The latest release of Enzoic for Active Directory raises the bar for compromised credentials protection in corporate environments. With Enzoic’s new initial scan option, the organization’s passwords can be comprehensively checked for compromise immediately after installation.
Users with compromised passwords can then be optionally prompted for a reset at the next login. Within just a few minutes, organizations can now identify and remediate any weak or compromised passwords in their systems.
After this initial check, user passwords are then monitored continuously for future exposure in data breaches or phishing attacks.
Another new capability of the 3.0 release is Enzoic for Active Directory’s Windows client plugin.

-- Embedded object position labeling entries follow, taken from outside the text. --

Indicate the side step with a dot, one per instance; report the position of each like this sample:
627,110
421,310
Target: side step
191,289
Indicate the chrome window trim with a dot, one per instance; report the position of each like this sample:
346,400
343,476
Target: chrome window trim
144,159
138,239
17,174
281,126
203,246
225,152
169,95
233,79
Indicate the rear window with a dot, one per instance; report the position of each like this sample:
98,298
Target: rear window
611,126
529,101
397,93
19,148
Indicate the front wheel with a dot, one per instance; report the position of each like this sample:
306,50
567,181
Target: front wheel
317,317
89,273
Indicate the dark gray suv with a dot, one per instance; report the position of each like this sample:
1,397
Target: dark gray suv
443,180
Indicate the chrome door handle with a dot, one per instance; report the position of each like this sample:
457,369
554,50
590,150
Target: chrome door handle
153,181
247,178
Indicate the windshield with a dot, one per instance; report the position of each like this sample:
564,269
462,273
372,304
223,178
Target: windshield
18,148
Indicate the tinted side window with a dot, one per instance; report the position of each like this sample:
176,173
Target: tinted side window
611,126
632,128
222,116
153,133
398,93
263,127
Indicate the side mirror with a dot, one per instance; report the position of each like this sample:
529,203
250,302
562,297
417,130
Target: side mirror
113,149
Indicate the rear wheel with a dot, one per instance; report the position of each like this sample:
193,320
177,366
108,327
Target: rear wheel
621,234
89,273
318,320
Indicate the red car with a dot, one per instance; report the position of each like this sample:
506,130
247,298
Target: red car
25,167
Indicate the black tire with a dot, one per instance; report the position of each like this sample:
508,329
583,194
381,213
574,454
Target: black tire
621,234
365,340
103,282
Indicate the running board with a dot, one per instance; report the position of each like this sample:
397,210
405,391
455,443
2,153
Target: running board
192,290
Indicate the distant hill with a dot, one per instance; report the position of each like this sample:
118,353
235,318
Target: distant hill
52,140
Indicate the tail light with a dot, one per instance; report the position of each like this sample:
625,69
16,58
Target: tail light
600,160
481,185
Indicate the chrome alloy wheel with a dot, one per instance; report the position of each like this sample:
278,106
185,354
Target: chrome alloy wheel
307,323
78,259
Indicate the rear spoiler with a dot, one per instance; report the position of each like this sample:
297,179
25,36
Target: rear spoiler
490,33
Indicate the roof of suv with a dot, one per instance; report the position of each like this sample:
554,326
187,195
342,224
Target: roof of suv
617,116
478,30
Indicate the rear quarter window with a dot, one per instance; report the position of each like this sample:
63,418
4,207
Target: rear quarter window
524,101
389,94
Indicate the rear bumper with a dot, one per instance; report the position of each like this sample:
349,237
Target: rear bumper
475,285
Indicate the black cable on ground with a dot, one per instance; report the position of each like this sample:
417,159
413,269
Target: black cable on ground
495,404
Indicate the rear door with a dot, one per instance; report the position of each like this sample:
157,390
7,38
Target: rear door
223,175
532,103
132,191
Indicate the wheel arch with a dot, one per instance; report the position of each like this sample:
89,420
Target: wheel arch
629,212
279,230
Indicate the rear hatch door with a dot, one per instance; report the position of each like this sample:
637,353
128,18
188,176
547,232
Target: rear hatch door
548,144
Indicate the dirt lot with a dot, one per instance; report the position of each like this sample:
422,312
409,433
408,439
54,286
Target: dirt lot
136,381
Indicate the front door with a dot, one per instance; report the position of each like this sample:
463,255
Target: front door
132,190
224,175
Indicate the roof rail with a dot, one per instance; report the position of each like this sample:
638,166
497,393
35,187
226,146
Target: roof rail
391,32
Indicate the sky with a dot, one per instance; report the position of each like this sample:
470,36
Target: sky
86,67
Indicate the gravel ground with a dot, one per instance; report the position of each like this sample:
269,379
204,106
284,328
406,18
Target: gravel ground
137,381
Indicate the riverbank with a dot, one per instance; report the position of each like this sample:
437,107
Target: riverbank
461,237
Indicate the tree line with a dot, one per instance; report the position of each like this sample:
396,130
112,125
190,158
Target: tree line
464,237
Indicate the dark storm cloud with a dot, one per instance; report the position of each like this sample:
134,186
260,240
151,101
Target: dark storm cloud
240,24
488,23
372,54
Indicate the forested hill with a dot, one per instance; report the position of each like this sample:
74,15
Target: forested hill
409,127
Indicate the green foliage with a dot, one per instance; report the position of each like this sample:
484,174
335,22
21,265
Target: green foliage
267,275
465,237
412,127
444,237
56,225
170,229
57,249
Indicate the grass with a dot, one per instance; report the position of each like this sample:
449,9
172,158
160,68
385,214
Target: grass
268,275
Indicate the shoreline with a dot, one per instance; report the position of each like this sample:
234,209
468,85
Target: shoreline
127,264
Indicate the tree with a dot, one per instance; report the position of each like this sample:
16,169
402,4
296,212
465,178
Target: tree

This plugin can be installed in Windows clients within the organization in order to provide better feedback to users when a password change is rejected due to a compromised password or other policy requirement.
Feature enhancements in the latest release of Enzoic for Active Directory:
- Initial compromised passwords scan: After the initial install, administrators can optionally run a full scan on their Active Directory to immediately identify any accounts using compromised passwords. These accounts can then be optionally forced to reset their passwords.
- Windows client: Provides better feedback to users who are changing their passwords from the built-in Windows password change screen. The client displays a description of the current policy a user’s password must meet. If a user’s password change is rejected, due to the password being compromised for instance, they will now receive an exact reason it was rejected to aid them in selecting a better password.
- More robust continuous password monitoring: Checks user passwords on a daily basis to ensure they have not been exposed in a new data breach. This feature is now simpler to deploy by eliminating the requirement for an initial password reset.